Enfin, Bobba veilig in Nederland – Moeder blij , en Bobba? …….Bobba.bleef leeg!!

 

Na enige vergeefse pogingen, werd ze eind ’89 door Noorse import Slettvola’s B-Jurka gedekt en werd ze drachtig. En weer kon het niet normaal. Die 25e januari ’90 halverwege de ochtend kreeg ik op kantoor een paniek-telefoontje van m’n moeder: “Bobba is begonnen, ’t gaat niet goed!”…kwak!...tuuut-tuuut-tuuut…. In de auto naar huis geraced en daar lag een zeer tevreden Bobba met haar eerste pup. Natuurlijk niets aan de hand. ’s-Middags tegen drieen was de vijfde en laatste pup er en ik kwam overeind en keek ‘ns uit het raam. Ik zag het schuurtje van de buren omhoog komen en toen weer naar beneden….??!!?..Wa’s dat dan?... had ik te lang voorover-gebogen gezeten bij de werpkist? Nog eens gekeken en ja hoor. duidelijk: op en neer. Er stonden naast ons huis, langs het oprijpad 7 stuks dertigmeter hoge populieren. Van één ervan, waren de wortels tot onder het schuurtje gegroeid. Het drong tot me door dat het wel erg hard waaide, stormde eigenlijk en de bomen maakte een uitzwaai in de top van zo’n 6 meter en tilde het schuurtje bij elke stormvlaag op.
TV aan: Windkracht 11, orkaan, hele land ontregeld. Politie kwam, brandweer kwam en wij kregen de order om het huis te verlaten. Er bestond reeel gevaar dat de bomen op ons huis zouden storten.. Moeder met Bobba en ’t pasgeboren nestje compleet met kruiken naar haar oudste zoon in Amstelveen gegaan, Jente en Frode bij bekenden ondergebracht en de Kareliers met de katten in de garage: als de bomen omgingen zouden ze daar niet op terecht kunnen komen. M’n dochter Lydia en ik zijn thuis gebleven – op hoop van zege. De storm luwde tegen de ochtend en die dag werden al de bomen gerooid. Moeder en Bobba met pups kwamen weer thuis en de kleine noormannetjes- en –vrouwtjes kregen allemaal de toevoeging “Orkan” achter hun naam. Jarl-Orkan bleef bij ons.

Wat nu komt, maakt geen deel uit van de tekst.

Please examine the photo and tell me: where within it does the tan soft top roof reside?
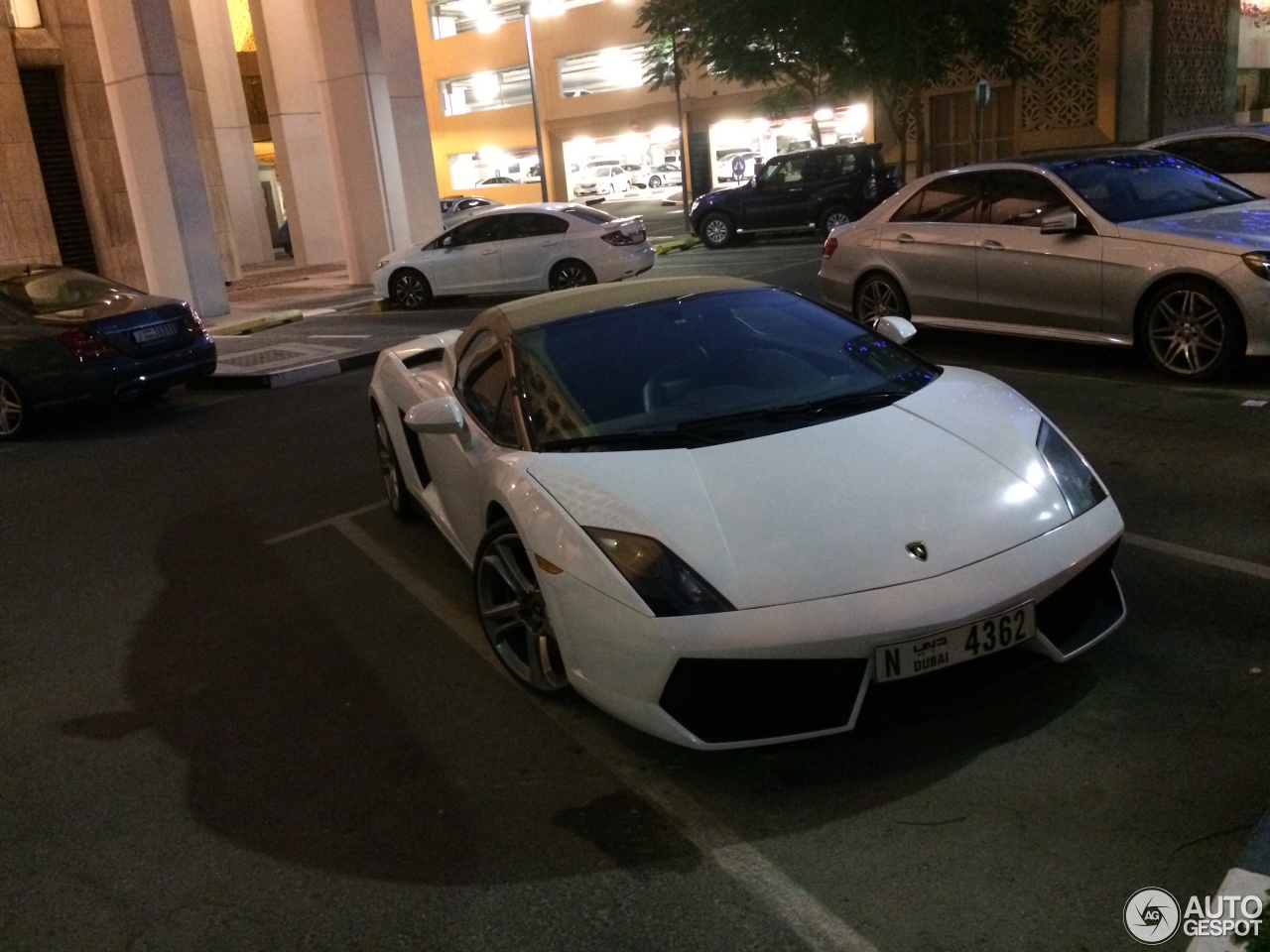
[490,276,768,330]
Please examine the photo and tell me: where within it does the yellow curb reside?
[653,239,701,255]
[210,309,304,337]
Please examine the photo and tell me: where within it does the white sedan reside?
[371,202,657,308]
[821,150,1270,380]
[369,271,1125,748]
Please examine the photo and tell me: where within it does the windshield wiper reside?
[679,390,911,432]
[540,425,739,453]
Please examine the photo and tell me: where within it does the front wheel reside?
[1142,281,1244,380]
[389,268,432,311]
[0,376,33,439]
[473,520,569,694]
[821,205,851,235]
[548,262,595,291]
[852,274,912,329]
[701,212,736,248]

Oktober 1997 overleed mijn moeder en eind Aug.’98 verhuisde Bobba – ruim15 jaar oud – met mij en de andere honden mee naar Roswinkel waar ze nog precies een vol jaar in alle vrijheid en rust in de voortuin (ca. 350 m2) heeft kunnen rond-rommelen.
2 september 1999, 14 dagen na - gelukkig op tijd - behandeld te zijn geweest aan een gevreesde maagtorsie, heb ik haar na een zware hersenbloeding moeten laten inslapen, ruim 16 jaar oud. Het eerste grafje in mijn voortuin in Roswinkel.